Benarkah dengan menghafal Al-Quran, aku mempersembahkan mahkota cahaya untuk
ayah dan bunda di surga? Rasa kehilangan yang mendalam terhadap
kakeknya membuat kondisi Hafiz menjadi labil, bahkan ia merasa hapalan qurannya
hilang.
Pada
akhirnya ia bisa menghatamkan hapalannya sebanyak 30 juz (Halaman 244), berkat
Pak Jafar seorang guru yang mendorong Hafiz untuk belajar dan menghatamkan Al
Quran di pesantren Al habib yang berada di kota. Hafiz sang penghapal Quran
telah menemukan berbagai keajaiban dari Al Quran, salah satunya selalu
dimudahkan dalam setiap urusan yang dihadapinya.
Novel
keluarga ini memberi banyak inspirasi bagi pembaca, tak salah jika Noura Book memilih
jadi jawara dalam ajang Noura book Academy.

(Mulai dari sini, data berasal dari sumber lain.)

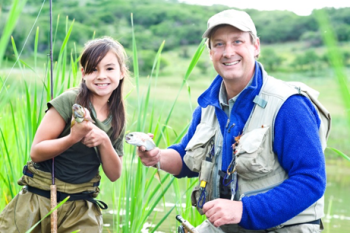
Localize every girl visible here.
[0,37,128,233]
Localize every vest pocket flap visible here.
[184,123,216,172]
[185,123,215,151]
[237,126,270,155]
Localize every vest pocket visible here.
[236,126,275,179]
[184,123,216,172]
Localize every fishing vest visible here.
[184,71,331,228]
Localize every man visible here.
[138,9,329,233]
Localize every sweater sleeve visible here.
[168,106,202,178]
[239,95,326,230]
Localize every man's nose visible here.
[223,44,236,57]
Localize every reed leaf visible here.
[327,147,350,162]
[0,0,27,64]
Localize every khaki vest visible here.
[184,72,330,228]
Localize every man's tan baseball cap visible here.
[202,9,257,38]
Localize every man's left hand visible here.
[203,198,243,227]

Penulis mampu meramu konflik yang sederhana. Konflik batin pada diri Hafiz antara
pentingnya belajar agama untuk mewujudkan cita-cita orang tua beserta kakeknya
yaitu menjadi penghapal Al Quran serta keinginannya untuk belajar bersama
teman-temannya dan keinginannya untuk menjadi dokter.
Pada
bab pertama penulis mampu membuat pembaca terharu dengan Kiamat Sugranya. Rasa
penasaran untuk menuntaskan bacaan dan menyelami gaya bahasa penulis semakin
besar. Hingga bab terakhirpun pembaca bisa menitikkan airmata tatkala Hafiz
cilik mampu menemukan keajaiban Al Quran.
Memang betul bagusnya sebuah tulisan bukan karena ceritanya, tapi karena
kelihaian penulis dalam meramu kata-kata.